Fractures of limb bones have been treated with internal fixation devices, such as plates lying on the surface of the bone, nails running inside the medullary canal of the fractured bone, or screws affixing both ends of a fractured bone together. Certain criteria should be satisfied when treating such bone fractures. These criteria include providing reasonable structural rigidity to the fractured bone, without compromising some of the strain desired to stimulate bone cells. This stability should be ensured along the longitudinal, transversal and rotational planes of the fractured bone. The device that provides the stability to the fractured bone should minimize disruption of blood supply within the bone, periosteally and intramedullarly. Ideally, the device should be as least invasive as possible to prevent the fracture site from opening. The device should also allow the use of the affected area as soon as possible, without compromising fracture stability. Potentially, the device should also allow for the use of drugs or hardware to locally treat or enhance the union process of the fracture site.
An intramedullary fixation method is a preferred traditional method of treatment for long bone fractures, since it adequately effects affixation of the bone fracture with the use of intramedullary nails, without disturbing the periosteum of the bone. The intramedullary fixation method can be accomplished in a closed manner, and the fractured bone can be functionally used (including weight bearing) during healing. The surgical approach for insertion of intramedullary nails varies slightly for each bone and is well described in the orthopedic literature. A detailed description is offered for the femur, tibia, humerus, radius and ulna in the Campbell textbook of Orthopedic Surgery. Also the Synthes Group, in its book, offers a well-illustrated description. The Nancy nail brochure offers an illustrative description of the elastic intramedullary nails currently recommended for fracture fixation in children.
There are problems associated with many of the intramedullary fixation methods, including the lack of rotation stability, collapse of the fracture site in some fracture types, and the undesired backup of nails. Furthermore, although the actual shape of the bone typically includes some degree of curvature, the intramedullary nails used to mend the fractured bone are typically straight. Still further, the intramedullary fixation method introduces interlocking screws across the nail, creating some disadvantages. Specifically, conventional intramedullary fixation nails for long bones include a rigid structure (hollow or full), that can be locked at their extremes by the addition of screws transversally applied through the bone walls and the nail itself. This additional step makes the operation longer and sometimes cumbersome, and may require necessary additional skin incisions and significant longer use of an image intensifier (X-ray). Furthermore, undesired gaps between the bone ends can originate from the screws, which are permanent unless removed in a new operation. Also, the resultant structure in certain situations is too stiff and lacks the required elasticity. In contaminated fractures, the intramedullary nails, which are metallic, may propagate the contamination through the entire canal, despite attempts at cleaning the fracture site. This may lead to and propagate bone infection.

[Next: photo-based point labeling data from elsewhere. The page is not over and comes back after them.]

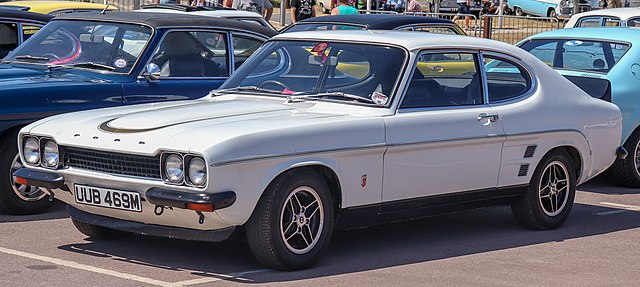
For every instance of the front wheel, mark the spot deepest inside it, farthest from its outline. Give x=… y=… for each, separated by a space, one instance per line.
x=548 y=200
x=627 y=171
x=291 y=226
x=16 y=198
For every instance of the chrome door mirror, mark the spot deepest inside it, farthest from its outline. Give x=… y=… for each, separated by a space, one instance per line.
x=151 y=72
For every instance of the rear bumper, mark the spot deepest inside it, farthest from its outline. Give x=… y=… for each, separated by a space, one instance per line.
x=151 y=229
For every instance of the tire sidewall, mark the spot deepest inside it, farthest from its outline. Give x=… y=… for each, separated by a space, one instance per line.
x=288 y=258
x=550 y=222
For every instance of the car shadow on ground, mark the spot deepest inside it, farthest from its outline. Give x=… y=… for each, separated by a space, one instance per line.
x=605 y=183
x=391 y=245
x=56 y=211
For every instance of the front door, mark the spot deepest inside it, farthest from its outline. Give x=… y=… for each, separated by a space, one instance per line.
x=444 y=139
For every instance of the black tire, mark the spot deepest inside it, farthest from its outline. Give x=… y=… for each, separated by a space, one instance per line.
x=16 y=198
x=535 y=210
x=97 y=232
x=627 y=171
x=271 y=221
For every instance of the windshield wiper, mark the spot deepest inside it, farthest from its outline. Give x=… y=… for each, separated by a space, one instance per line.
x=330 y=94
x=29 y=57
x=90 y=65
x=244 y=89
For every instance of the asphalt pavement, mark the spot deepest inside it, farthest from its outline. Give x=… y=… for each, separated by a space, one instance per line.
x=599 y=245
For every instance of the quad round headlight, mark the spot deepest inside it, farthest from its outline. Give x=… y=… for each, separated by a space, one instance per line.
x=173 y=168
x=51 y=154
x=31 y=151
x=197 y=171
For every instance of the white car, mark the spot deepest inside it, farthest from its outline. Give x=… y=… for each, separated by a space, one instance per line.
x=606 y=18
x=325 y=129
x=241 y=15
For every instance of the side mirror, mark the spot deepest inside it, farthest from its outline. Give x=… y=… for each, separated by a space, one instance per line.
x=151 y=72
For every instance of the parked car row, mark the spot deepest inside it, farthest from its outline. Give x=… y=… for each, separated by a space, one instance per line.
x=210 y=126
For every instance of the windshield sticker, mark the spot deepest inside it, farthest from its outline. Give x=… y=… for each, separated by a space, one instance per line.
x=573 y=43
x=319 y=48
x=379 y=98
x=120 y=63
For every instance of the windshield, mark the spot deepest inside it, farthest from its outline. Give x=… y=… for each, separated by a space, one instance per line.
x=581 y=55
x=322 y=27
x=112 y=47
x=287 y=68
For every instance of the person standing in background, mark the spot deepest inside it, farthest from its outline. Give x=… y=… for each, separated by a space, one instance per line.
x=344 y=8
x=262 y=7
x=302 y=9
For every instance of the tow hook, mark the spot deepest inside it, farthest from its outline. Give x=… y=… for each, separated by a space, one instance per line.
x=621 y=153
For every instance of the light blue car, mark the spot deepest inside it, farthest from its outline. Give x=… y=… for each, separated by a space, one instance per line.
x=604 y=62
x=561 y=9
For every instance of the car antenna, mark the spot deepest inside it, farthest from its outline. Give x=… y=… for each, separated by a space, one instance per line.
x=105 y=8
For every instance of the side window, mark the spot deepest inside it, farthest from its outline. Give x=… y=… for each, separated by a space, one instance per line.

Recent developments in the intramedullary fixation approach have attempted to address some of these problems. For example, International Patent No. WO 98/38918 to Beyar suggests three structural designs: (1) a solid metal sheet that expands in the medullary canal; (2) a meshwork structure consisting of ribs circumferentially connected at the tips; and (3) a balloon structure that is inflated once inserted into the medullary canal. The first two structures, however, are unable to provide firm support within the metaphysis of the bone. Specifically, these structures are unable to expand at their ends, because the total expansion of the structures is limited by the circumference of the diaphyseal segment of the medullary canal. The balloon structure also has limited utility because, when inflated, it disrupts the blood supply of the bone and avoids its regeneration or recovery, and is unable to adjust to changes in the shape of the medullary canal, because it has a set volume once inserted and inflated.
U.S. Pat. No. 5,281,225 to Vicenzi discloses a structure that includes a multitude of elastically deformable stems connected together by a stub. When inserted in the medullary canal of a fractured bone, the distal tips of the stems expand outward into the end of the medullary canal to anchor the Vicenzi structure within the bone. The stem, however, is affixed to the fractured bone via a transverse screw. Additionally, the Vicenzi structure is not expanded within the medullary canal and, thus, does not provide multiple points of contact with the wall of the medullary canal. As a result, the Vicenzi structure might not ensure structural stability along the transversal and rotational planes of the fractured bone.
Thus, it would be desirable to provide intramedullary devices that provide and ensure stability to a fractured bone, without hindering the normal biological processes within the fractured bone.